The incidence is the same in case series from the United States and Europe. Following total knee arthroplasty, the incidence of heterotopic ossification can be as high as 32%. In revision total knee arthroplasty, the incidence can be as high as 56%.
Bal et al examined the incidence of heterotopic ossification in 121 patients who underwent total hip arthroplasties performed with a minimally invasive two-incision technique. Of the 121 patients, 32 (26.5%) developed heterotopic ossification, as follows: Brooker grade I, 16 patients; Brooker grade II, 9 patients; Brooker grade III, 6 patients; and Brooker grade IV, 1 patient. 
Some case series have suggested that heterotopic ossification that occurs as a complication of total hip arthroplasty tends to affect men more often than women (perhaps as much as a 3:1 male-to-female ratio), and it is more likely to occur if osteophytosis was a feature of the underlying degenerative joint disease. Other case series have shown that although men tend to be affected more often than women, women with heterotopic ossification experience more pronounced symptoms.

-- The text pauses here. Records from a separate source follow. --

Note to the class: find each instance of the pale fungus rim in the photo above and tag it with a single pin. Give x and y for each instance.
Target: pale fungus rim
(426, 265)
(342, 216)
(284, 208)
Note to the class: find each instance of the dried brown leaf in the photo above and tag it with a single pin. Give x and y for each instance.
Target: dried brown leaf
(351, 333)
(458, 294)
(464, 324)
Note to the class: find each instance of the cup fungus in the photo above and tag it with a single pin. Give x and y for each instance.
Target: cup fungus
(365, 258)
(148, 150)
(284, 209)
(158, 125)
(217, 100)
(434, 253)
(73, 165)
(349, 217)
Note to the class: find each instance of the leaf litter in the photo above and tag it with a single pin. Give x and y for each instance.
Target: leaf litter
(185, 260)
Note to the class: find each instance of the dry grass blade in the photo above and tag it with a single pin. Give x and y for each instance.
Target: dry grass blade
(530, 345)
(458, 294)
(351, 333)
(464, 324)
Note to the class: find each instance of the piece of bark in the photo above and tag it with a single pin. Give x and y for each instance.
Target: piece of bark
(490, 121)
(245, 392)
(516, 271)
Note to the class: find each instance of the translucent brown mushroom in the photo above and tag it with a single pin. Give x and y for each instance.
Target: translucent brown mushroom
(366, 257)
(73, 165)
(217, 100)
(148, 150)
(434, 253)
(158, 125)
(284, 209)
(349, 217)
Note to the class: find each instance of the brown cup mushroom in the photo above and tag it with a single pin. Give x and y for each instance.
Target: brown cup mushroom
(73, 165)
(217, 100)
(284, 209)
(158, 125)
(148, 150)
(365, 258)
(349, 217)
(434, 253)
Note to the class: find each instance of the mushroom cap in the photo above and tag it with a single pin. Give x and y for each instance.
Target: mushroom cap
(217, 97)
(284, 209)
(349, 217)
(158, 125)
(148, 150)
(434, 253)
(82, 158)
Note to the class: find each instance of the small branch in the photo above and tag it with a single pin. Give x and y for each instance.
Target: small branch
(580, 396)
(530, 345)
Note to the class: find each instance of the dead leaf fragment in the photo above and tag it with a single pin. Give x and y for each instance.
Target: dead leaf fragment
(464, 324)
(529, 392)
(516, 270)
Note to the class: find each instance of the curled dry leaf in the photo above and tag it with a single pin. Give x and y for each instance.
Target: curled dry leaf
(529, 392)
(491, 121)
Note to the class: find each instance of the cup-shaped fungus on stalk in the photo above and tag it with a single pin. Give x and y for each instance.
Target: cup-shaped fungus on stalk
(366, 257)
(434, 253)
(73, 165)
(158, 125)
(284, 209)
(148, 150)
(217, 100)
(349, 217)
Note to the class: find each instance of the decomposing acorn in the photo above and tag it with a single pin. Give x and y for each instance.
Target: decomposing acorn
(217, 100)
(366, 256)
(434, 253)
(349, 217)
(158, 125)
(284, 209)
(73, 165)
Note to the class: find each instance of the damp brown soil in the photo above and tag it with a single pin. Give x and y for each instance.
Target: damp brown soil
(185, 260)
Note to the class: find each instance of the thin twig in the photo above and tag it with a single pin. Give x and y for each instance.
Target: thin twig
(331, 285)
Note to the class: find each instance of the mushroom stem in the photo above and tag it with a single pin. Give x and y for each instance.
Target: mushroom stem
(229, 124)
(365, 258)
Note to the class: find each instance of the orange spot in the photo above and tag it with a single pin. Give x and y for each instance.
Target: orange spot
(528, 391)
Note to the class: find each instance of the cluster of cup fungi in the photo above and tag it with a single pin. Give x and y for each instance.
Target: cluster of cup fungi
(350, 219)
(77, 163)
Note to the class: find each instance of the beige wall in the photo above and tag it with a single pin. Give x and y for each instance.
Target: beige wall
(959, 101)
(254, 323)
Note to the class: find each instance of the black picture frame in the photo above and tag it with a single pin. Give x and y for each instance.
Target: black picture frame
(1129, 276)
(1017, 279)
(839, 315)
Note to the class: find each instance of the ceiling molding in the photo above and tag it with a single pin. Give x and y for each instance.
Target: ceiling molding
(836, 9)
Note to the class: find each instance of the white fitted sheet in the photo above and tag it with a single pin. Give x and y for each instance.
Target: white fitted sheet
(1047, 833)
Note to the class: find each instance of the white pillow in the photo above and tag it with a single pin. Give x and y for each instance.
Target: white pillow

If heterotopic ossification is excised, improvements in functional range of movement can be expected, though they may not last, and those patients who have pain from the heterotopic ossification may not have complete resolution of these symptoms. Alkaline phosphatase levels may be used to indicate osteoblastic activity and can be used to assess the development of heterotopic ossification in the postoperative phase.
The results of one study concluded that regardless of etiology, significant gains in range of motion are achieved with surgical excision of heterotopic bone around the elbow. A higher recurrence rate was observed in patients with CNS injuries as compared with patients with localized trauma.